The triumph of the "troglodyte right"! An excellent piece! Pretty much sums up the situation facing Chile during the next four years. You’re absolutely right to draw attention to Piñera’s overt political support for Uribe’s Colombia. There was something of a minor scandal in Chile in 2008 concerning alleged intelligence that supposedly linked the FARC to the Mapuche movement in Southern Chile (beyond sharing two letters from the alphabet, I can’t make any other connection). The Mapuche “problem” will constitute the excuse for further clamping down on legitimate grievances. Much of Piñera’s support base in the UDI comes from the big landowners and agro-industrial businesses in the south of the country. These were people who opposed the land reforms under Frei Sr. during the 1960s and were vehemently opposed to their deepening under Allende. During the dictatorship they got their revenge. The reforms were reversed and the local latifundistas collaborated enthusiastically in with the carabineros and military in denouncing and murdering local peasants. My pessimistic view is that, in common with the rest of the continent, the emergence of the ‘personal security’ agenda (which may have contributed substantially to Piñera’s victory) will subsume the Mapuche issues and serve as a Trojan horse for the re-emergence of national security doctrine.

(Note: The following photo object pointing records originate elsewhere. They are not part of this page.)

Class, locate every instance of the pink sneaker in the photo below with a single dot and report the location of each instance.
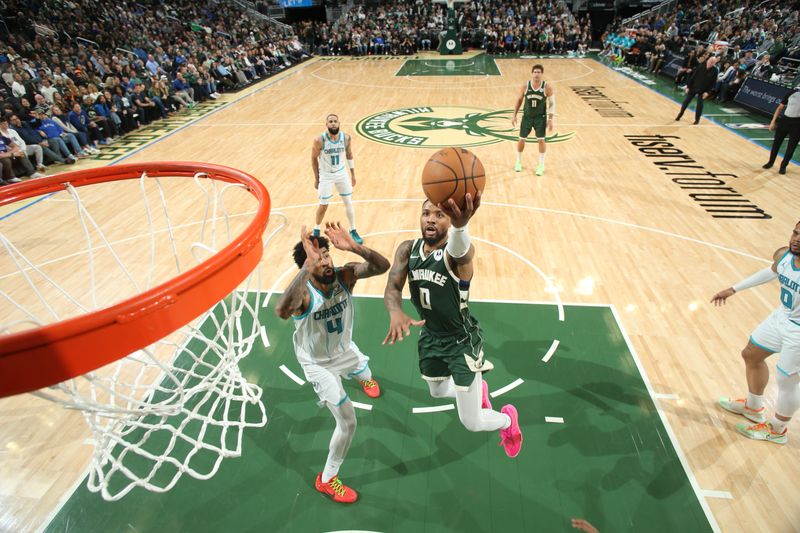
(485, 402)
(511, 438)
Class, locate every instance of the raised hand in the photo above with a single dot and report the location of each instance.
(340, 238)
(400, 326)
(313, 253)
(460, 216)
(719, 298)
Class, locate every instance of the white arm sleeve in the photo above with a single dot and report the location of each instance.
(762, 276)
(457, 242)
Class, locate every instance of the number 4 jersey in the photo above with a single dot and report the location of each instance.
(325, 330)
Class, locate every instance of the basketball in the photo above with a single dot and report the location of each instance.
(452, 173)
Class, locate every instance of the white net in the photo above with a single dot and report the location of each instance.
(180, 405)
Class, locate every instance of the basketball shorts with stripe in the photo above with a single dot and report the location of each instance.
(340, 180)
(778, 334)
(459, 355)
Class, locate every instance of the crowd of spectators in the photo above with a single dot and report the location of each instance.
(759, 39)
(76, 75)
(406, 27)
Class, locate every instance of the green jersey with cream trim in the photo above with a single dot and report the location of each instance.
(440, 297)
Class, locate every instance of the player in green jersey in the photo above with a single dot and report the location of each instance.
(537, 115)
(439, 270)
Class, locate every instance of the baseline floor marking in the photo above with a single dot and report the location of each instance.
(292, 375)
(511, 386)
(551, 351)
(662, 396)
(671, 434)
(436, 409)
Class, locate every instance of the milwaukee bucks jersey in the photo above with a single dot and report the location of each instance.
(440, 297)
(325, 330)
(333, 153)
(535, 101)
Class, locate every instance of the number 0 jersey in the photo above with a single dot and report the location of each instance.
(789, 278)
(440, 297)
(325, 330)
(333, 153)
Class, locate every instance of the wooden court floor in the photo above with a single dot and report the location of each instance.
(634, 210)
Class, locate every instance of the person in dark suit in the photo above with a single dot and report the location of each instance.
(700, 83)
(783, 124)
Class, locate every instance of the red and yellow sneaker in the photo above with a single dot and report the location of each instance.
(336, 490)
(370, 387)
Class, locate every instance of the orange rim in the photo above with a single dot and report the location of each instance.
(41, 357)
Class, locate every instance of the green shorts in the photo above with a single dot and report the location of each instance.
(459, 355)
(538, 124)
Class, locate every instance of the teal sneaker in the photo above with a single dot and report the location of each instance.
(762, 432)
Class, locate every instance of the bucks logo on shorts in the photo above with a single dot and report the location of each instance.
(442, 126)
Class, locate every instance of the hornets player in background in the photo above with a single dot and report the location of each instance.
(439, 271)
(320, 303)
(328, 161)
(538, 101)
(779, 332)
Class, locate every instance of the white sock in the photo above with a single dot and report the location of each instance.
(754, 401)
(777, 425)
(345, 417)
(442, 389)
(350, 210)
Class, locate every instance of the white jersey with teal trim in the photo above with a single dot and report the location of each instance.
(789, 278)
(325, 330)
(333, 154)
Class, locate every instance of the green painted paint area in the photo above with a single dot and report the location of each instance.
(611, 461)
(480, 65)
(747, 123)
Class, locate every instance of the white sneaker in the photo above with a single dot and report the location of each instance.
(738, 406)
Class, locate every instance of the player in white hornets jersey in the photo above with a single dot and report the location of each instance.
(779, 332)
(328, 161)
(318, 299)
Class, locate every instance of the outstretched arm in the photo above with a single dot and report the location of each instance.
(399, 322)
(374, 263)
(762, 276)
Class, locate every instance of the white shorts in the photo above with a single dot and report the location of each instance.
(341, 180)
(327, 379)
(779, 334)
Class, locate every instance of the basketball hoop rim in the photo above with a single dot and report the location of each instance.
(53, 353)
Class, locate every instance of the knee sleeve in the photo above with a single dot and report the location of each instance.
(788, 394)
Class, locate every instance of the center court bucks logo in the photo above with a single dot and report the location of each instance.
(443, 126)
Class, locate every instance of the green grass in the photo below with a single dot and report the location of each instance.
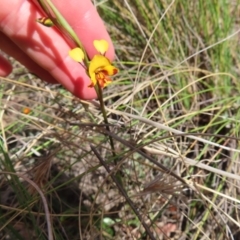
(178, 64)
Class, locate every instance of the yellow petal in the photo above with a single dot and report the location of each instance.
(97, 63)
(101, 46)
(76, 54)
(47, 22)
(110, 70)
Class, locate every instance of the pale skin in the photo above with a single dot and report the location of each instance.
(44, 51)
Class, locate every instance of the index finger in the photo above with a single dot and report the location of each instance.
(46, 46)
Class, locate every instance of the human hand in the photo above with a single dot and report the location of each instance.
(44, 51)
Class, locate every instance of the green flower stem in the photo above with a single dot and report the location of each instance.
(98, 90)
(63, 26)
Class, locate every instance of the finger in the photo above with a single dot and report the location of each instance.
(13, 50)
(86, 22)
(44, 45)
(5, 66)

I would only make a couple of additions.

It's questionable whether the right ever really left power. The 1980 constitutional settlement, which enshrined its preponderant position in Congress, taken together with the neo-liberal agenda that has dominated the economy for more than three decades and the right-wing dominated media preserved their hegemony. Everything that the Concertacíon did or attempted to do was in the face of intransigent opinion. It's worth recalling that prior to Pinochet's arrest in London, impunity for HR abuses reigned supreme in Chile.

The other point is that the Concertacíon must bear a heavy responsibility for the loss. Their failure stems from a fear of mobilising the masses (haunted as they were by the social mobilisation under Allende). The Concertacíon has been dominated by political elites who were prepared to work within the confines of the political and economic model bequeathed to them by the military and their allies. Whilst it’s entirely understandable that this should have been so during the early years of transition, to have continued to try to eek out a precarious political existence within this intrinsically hostile environment was untenable. The carrot for the population was sacrificing political maturity (mainstream political culture in Chile is utterly facile) on the altar of mass-consumerism or the aspiration of mass-consumerism.

My friends in Brazil and Argentina are very worried (for different reasons) by the election of this man and the unreconstructed cabal of rightist (they are not ‘centre-right’ in the European sense of the term). Remember that it was the military coup in Chile which set the standard for the extreme violence that was subsequently unleashed in the Southern Cone. Vis-a-vis the possibility of leasing military base to the U.S. in the north, I wouldn’t put it past the Piñera administration. This would further lock Chile into a security relationship with the U.S. that is increasingly “convergent”.

A black day for Chilean and South American democracy.